Lisen has seen how the eventing background influences his riding now.
“In eventing you have to have a strong connection with your horse to get him over those fences. The horses really have to trust in you as a rider, so that was his strongest talent—to get horses to cooperate with him,” she says. “His main passion of riding is that he loves to work with horses. He has a very soft style of riding. He’s the person who would be going out at 10 or 11 o’clock in the evening just to longe a horse or do things that people that are really passionate about things do. They dream about it, and they do it in the evening and in the night, and he’s that kind of person.”
Peder says the Swedish team doesn’t have a coach, and every rider does what works for his or her own system.
“All team riders are different.
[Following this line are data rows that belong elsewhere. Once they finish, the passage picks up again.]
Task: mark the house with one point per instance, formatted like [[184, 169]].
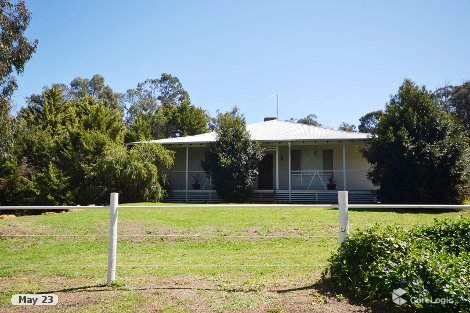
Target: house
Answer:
[[299, 161]]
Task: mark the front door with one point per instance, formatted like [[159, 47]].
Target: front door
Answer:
[[265, 176]]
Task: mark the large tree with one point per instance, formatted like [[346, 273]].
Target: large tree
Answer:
[[418, 151], [232, 160], [456, 100], [161, 108], [15, 51], [71, 150]]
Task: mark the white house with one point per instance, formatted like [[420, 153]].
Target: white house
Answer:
[[299, 160]]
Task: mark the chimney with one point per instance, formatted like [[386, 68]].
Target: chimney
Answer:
[[267, 119]]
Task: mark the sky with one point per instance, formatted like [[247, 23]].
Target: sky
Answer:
[[336, 59]]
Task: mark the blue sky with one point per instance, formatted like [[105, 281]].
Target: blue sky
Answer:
[[337, 59]]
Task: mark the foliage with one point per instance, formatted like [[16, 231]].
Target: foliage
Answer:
[[96, 88], [133, 173], [368, 122], [152, 93], [456, 100], [161, 108], [428, 262], [232, 161], [62, 139], [347, 127], [15, 51], [310, 119], [418, 151]]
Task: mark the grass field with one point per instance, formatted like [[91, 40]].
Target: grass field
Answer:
[[183, 260]]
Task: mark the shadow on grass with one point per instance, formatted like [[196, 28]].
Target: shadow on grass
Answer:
[[326, 289], [104, 287], [403, 211]]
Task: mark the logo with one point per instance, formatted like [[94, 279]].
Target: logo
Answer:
[[397, 296]]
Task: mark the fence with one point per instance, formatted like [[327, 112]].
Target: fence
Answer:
[[113, 207]]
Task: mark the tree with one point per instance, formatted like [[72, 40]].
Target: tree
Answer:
[[71, 150], [232, 160], [418, 151], [97, 89], [15, 51], [153, 93], [161, 108], [347, 127], [310, 119], [134, 173], [368, 122], [456, 100]]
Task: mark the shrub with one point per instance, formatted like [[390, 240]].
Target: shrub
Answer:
[[428, 262], [232, 161]]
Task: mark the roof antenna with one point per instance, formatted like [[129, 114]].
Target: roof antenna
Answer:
[[277, 104]]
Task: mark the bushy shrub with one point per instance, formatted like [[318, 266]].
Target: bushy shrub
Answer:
[[428, 262]]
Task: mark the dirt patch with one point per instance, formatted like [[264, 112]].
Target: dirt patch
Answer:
[[178, 293], [7, 216]]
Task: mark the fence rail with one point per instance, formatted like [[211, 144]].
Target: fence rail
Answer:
[[113, 207]]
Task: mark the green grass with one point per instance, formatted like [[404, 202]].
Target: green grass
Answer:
[[234, 249]]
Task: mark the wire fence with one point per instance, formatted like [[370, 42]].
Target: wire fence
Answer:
[[341, 233]]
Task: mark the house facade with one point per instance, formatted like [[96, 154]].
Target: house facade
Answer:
[[301, 163]]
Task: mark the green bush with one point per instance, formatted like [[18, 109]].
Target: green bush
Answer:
[[428, 262]]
If you’re making it to the kind of level that you’re representing your team at the Olympic Games, then you have to be true to yourself also, and you have to be the way you are,” he says. “We have a great team spirit in our Swedish team, and I think that’s because we know each other really well, and everybody accepts that everybody is the way they are.”
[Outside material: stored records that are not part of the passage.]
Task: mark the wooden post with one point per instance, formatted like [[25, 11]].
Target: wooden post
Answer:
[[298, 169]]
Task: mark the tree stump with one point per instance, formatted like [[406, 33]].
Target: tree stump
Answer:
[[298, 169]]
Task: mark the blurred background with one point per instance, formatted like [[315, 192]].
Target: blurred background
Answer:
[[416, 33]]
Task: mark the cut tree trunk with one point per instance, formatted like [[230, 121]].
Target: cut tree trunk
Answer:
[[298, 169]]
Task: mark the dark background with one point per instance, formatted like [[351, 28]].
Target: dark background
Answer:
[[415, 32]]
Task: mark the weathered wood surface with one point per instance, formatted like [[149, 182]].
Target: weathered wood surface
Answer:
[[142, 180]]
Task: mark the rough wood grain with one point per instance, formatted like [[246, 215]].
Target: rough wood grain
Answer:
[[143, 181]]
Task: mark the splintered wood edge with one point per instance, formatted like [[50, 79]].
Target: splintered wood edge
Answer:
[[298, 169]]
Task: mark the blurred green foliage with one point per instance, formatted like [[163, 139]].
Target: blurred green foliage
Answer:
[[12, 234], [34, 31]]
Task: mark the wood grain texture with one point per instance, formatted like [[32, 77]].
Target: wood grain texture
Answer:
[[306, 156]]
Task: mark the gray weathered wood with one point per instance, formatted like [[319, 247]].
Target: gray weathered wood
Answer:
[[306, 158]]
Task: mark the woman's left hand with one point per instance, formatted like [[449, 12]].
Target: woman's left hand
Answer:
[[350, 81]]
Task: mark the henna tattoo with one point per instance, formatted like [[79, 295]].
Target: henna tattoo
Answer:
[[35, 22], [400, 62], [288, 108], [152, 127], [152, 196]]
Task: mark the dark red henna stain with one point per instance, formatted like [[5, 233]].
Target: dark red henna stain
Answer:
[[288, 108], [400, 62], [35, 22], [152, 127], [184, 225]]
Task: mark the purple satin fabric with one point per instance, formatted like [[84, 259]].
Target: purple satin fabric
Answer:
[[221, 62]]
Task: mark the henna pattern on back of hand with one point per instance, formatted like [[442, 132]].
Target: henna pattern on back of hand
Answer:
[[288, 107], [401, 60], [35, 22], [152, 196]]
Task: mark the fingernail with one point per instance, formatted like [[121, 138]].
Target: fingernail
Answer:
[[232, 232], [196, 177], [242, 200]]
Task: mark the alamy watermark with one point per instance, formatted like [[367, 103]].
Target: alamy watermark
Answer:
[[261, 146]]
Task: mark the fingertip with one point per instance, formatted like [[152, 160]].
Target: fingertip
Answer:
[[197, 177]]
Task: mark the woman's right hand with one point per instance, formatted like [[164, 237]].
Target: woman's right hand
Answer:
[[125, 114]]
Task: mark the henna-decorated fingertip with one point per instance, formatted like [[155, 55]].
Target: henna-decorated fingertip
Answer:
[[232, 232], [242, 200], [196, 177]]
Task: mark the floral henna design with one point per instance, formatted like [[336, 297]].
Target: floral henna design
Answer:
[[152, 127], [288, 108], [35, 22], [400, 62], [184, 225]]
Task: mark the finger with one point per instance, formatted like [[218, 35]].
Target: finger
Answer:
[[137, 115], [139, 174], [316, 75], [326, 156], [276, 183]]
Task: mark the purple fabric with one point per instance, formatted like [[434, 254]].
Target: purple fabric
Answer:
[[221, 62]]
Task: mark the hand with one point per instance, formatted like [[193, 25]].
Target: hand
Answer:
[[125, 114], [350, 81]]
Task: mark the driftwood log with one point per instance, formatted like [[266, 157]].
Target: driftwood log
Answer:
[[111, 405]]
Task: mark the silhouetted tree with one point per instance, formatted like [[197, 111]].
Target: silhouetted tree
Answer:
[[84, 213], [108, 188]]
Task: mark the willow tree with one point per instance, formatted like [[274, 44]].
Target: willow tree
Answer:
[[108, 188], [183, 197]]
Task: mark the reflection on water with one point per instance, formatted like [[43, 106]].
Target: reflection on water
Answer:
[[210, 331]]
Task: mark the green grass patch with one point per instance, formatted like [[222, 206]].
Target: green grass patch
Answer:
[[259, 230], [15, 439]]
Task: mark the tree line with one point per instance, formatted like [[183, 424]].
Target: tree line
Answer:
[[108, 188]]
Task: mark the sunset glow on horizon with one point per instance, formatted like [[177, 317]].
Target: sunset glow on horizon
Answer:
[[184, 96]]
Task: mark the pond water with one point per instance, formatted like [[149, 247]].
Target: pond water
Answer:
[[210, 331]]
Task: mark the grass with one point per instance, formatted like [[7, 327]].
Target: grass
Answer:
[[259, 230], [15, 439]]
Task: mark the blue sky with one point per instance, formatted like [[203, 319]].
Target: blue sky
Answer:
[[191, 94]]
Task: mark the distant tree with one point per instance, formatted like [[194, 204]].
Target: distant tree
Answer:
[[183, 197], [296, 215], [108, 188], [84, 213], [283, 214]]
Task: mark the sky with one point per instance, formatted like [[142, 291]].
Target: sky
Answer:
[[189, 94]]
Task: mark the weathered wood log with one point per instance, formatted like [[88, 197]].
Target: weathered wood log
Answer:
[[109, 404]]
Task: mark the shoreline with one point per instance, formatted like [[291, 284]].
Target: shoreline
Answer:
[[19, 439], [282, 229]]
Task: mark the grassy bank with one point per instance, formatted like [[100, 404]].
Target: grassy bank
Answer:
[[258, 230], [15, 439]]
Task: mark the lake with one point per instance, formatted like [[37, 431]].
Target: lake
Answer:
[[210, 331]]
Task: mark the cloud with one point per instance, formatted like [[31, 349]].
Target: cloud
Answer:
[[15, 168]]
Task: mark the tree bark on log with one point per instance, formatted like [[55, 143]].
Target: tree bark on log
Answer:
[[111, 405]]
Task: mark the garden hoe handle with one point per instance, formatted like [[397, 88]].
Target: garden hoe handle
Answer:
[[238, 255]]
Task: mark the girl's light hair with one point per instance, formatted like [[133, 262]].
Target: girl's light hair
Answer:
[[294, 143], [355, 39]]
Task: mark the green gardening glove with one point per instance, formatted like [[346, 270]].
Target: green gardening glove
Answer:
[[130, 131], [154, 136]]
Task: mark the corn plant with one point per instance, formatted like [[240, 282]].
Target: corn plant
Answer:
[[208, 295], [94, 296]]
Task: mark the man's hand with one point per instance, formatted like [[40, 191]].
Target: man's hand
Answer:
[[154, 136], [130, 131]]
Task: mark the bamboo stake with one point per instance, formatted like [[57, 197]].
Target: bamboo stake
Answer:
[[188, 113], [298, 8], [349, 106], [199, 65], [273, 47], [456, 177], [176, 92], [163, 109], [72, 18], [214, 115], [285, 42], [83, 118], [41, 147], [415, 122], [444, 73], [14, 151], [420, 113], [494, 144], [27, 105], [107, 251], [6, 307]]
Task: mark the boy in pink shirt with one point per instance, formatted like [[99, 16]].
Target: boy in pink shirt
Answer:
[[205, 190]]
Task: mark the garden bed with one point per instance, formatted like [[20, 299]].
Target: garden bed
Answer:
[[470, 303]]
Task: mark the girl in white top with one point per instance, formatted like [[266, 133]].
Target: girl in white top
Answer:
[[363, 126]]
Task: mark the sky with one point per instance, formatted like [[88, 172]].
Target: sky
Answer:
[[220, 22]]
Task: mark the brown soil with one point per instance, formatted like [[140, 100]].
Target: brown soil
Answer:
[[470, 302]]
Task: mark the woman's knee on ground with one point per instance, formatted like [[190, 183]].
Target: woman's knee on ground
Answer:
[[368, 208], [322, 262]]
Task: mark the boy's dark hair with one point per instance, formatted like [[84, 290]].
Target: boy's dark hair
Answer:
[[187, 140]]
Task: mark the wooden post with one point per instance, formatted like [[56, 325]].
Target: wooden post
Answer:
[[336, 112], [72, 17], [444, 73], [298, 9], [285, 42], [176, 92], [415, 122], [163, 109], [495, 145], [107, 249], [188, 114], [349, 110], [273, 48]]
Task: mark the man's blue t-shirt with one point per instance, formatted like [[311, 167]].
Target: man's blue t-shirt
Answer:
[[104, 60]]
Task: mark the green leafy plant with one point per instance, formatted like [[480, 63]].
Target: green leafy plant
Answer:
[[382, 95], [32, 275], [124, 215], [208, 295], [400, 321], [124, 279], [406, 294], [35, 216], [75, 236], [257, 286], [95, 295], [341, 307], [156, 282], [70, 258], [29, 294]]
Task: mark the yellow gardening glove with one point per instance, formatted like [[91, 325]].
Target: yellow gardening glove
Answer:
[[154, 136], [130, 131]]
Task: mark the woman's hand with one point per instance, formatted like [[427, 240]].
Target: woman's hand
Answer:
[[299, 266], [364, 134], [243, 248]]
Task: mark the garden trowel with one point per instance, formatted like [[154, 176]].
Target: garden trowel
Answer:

Peder says the best trainers are the five-star riders he gets to watch every weekend. “Because who can teach you better than the ones that beat you? Those are the ones you’re going to try to learn from,” he says.
While he doesn’t train with Peder anymore, von Eckermann says he’s always available to chat at shows, and they bounce ideas off each other.
“I believe, and he also believes, that in this sport, we are never fully learned, and there are always new things we can learn,” he says. “I always see the shows as the biggest training camp of them all. You see the best riders in the world, and you can always try to find something and find an answer by these unbelievable riders. It’s training for free. You just have to look for it yourself. He’s a super guy to talk to and discuss with. If he doesn’t know he won’t tell you some bullshit. He’s very honest in his opinions, and that’s good.”
I finish my visit with Peder in his spacious indoor arena watching him school H&M Christian K. The gelding seemed to have a big personality in the barn, posing for photos and eagerly pawing in the wash stall as Peder’s grooms got him ready to ride.
Peder quietly longed the gelding to loosen up and chatted with Holmen while she rode a young horse, then he hopped on Christian K to school him on the flat. The top horses rarely jump at home, he tells me.
I ask him what’s next for his career and what’s left to accomplish. He doesn’t tell me a bucket list; he enjoys the process of improving himself and his horses.
“When you think back you realize—last year was really, really good,” he says. “But I think it’s the same with all riders on a certain level. You never feel you’re good enough. You’re always looking forward. In one way I know it’s been going really well, but I’m only looking forward. I would really like to be better and improve.
“I feel I have a lot of things to still achieve,” he adds. “It’s not like I sit down and feel like I’ve been really good. It’s both motivation and stress—how you want to push yourself forward a bit more because you know if you don’t, you’re never going to make it. As soon as you relax and think you’re good, you’re on the way down, and I don’t feel like it at all, so I hope I still have a few more years!”
This article first appeared in the July/August 2020 issue of the Chronicle of the Horse Untacked.